Each sonnet opens with a Capital in gold ink, the three subsequent stanzas with alternating red
and blue Capitals. On the opening page (f. 2r), however, the opening Capitals are in gold on a
square blue background dotted with gold, above each of the two sonnets floral ornaments have
been painted in red and gold ink and in the lower margin there is a medallion within a gold
wreath adorned with ribbons and containing the coat of arms of the Ariani family flanked by the
initials "I.A.". ff. 1 and 52 are stained purple and the text of artt. 1 and 3 is written in gold ink,
the headings being executed in silver ink. On both pages silver and gold floral ornaments in three
margins. The ones in the lower margins end in Capital "A" (for "Albertus").
Binding s. XIX: blue velvet over cardboard with blue watered-silk doublure. Gilt edges.

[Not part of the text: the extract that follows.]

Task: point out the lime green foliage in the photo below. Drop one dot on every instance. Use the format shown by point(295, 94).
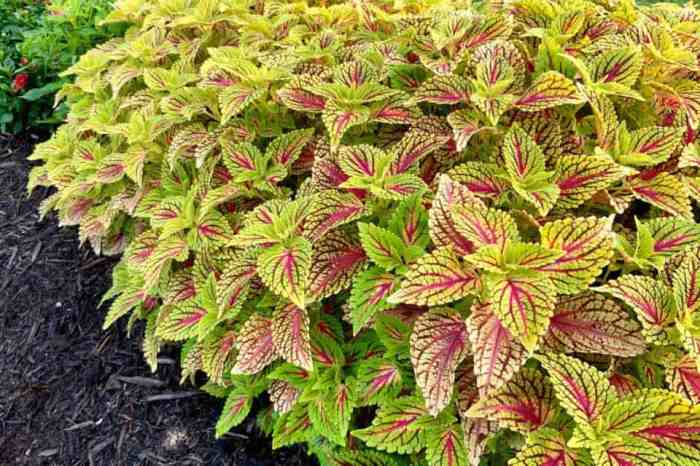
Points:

The two passages on erasure on ff. 1v and 52r are in s. XIX-XX handwriting and apart from the
initial letter the name "Iacobo Ariano" in the heading on f. 1r is clearly written (over erasure?) by
another hand. The authorship of the unrecorded "Jacopo Ariani" is consequently suspect, the
more so as the shield carrying his coat of arms on f. 2r looks anachronistic. [Perhaps the
decoration of the initials on the same page is to be connected with manipulations with the coat of
arms (which could also be those of the Venetian family Belegno)]. For the Venetian scribe
Alberto Maffei (Albertus Mapheanus), see Colophons 182 and Bradley, v. 2, p. 246. On 18
August 1497 he finished the copy of London, British Library, Add. MS 16438, containing two
Italian dramas and Italian poetry, partly decorated in gold ink like the Beinecke manuscript and
with the same coat of arms with the initials "I.A." The date of our manuscript: 1497, "the tenth
day of the fifth month" ("al decimo del quinto") has erroneously been interpreted as being 10
August of that year on the basis of the year style in use at Venice at that time: the year began
indeed on 1 March, so that the fifth month could have been July, but not August. It is, however,
doubtful whether in Venice the months were counted starting 1 March. 10 May 1497 is no doubt
the more probable date.
Giuseppe Martini, sale, Lucerne, Sept. 1934, lot 8. Purchased from Martin Breslauer, London,
July 1976, on the Edwin J. Beinecke Fund.